Senate Minority Leader Trent Lott, R-Miss., said the Senate bill marks "a major achievement" and praised Sen. Frank Murkowski, R-Alaska — the chamber's most ardent supporter of oil drilling in the Alaska refuge — for not trying to obstruct the legislation.

"We need more production across the board," said Lott, indicating that he expects the fight over Arctic drilling to be resumed as the Senate and House work out a compromise bill to send to the White House.

Lott lauded what he called "very significant tax incentives" contained in the Senate legislation. But the House-passed bill, which was ignored in the Senate, would funnel more tax breaks to energy production and open the Arctic refuge to drilling.

The Senate bill would provide $14 billion worth of tax breaks over 10 years, divided about evenly between help for renewable energy and conservation programs and the traditional fossil fuel energy producers. The House bill calls for $33 billion in tax incentives focused more heavily toward the oil, gas, coal and nuclear industries.

Other major provisions in the Senate legislation, covering more than 580 pages, include:

— A requirement to use more ethanol in gasoline that will result in a tripling of ethanol production to 5 billion gallons a year, a boon to farmers.

— A ban on use of the gasoline additive MTBE, which has been found to contaminate waterways in many states.

— Consumer tax credits for people who install solar panels in their homes, add insulation, or buy more energy-efficient windows, doors, air conditioners and heat pumps.

— Federal loan guarantees to spur private interest in building a $20 billion pipeline to haul natural gas from Alaska's North Slope.

— Requiring utilities by 2019 to produce 10 percent of their electricity from renewable fuels such as wind, solar and burning forest and agricultural wastes.

— Repeal of a Depression-era law that limits the operations of electricity holding companies; wider authority for federal energy regulators to regulate wholesale electricity markets and transmission lines.

While environmentalists won a major victory in beating back Republican attempts to drill for oil in the Arctic refuge, they failed to get the Senate to do anything substantive to rein in fuel use by the nation's motorists.

An attempt by Sen.
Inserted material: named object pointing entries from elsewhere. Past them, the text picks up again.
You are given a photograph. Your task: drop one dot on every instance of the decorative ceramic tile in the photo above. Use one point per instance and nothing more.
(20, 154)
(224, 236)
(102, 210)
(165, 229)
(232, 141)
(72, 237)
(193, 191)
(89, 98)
John Kerry, D-Mass., to address fuel economy was blocked as opponents of tougher federal auto fuel economy rules argued that automakers would be forced to close plants, lay off workers and deprive drivers of larger cars, including SUVs.

Early in the six weeks of deliberations, the Senate stripped the legislation of a provision that would have required automakers to improve their fleet-wide fuel efficiency to 35 miles per gallon, a 50 percent increase, over the next dozen years. A last ditch attempt Thursday to curb automobiles' energy use, by curtailing the growth of oil use in transportation, was rejected 57-42.

The bill's ethanol provision also came under attack Thursday from California and New York senators, who argued it would cause gasoline shortages and price increases on both coasts. But an attempt to delay the mandate by one year to 2005 was rejected.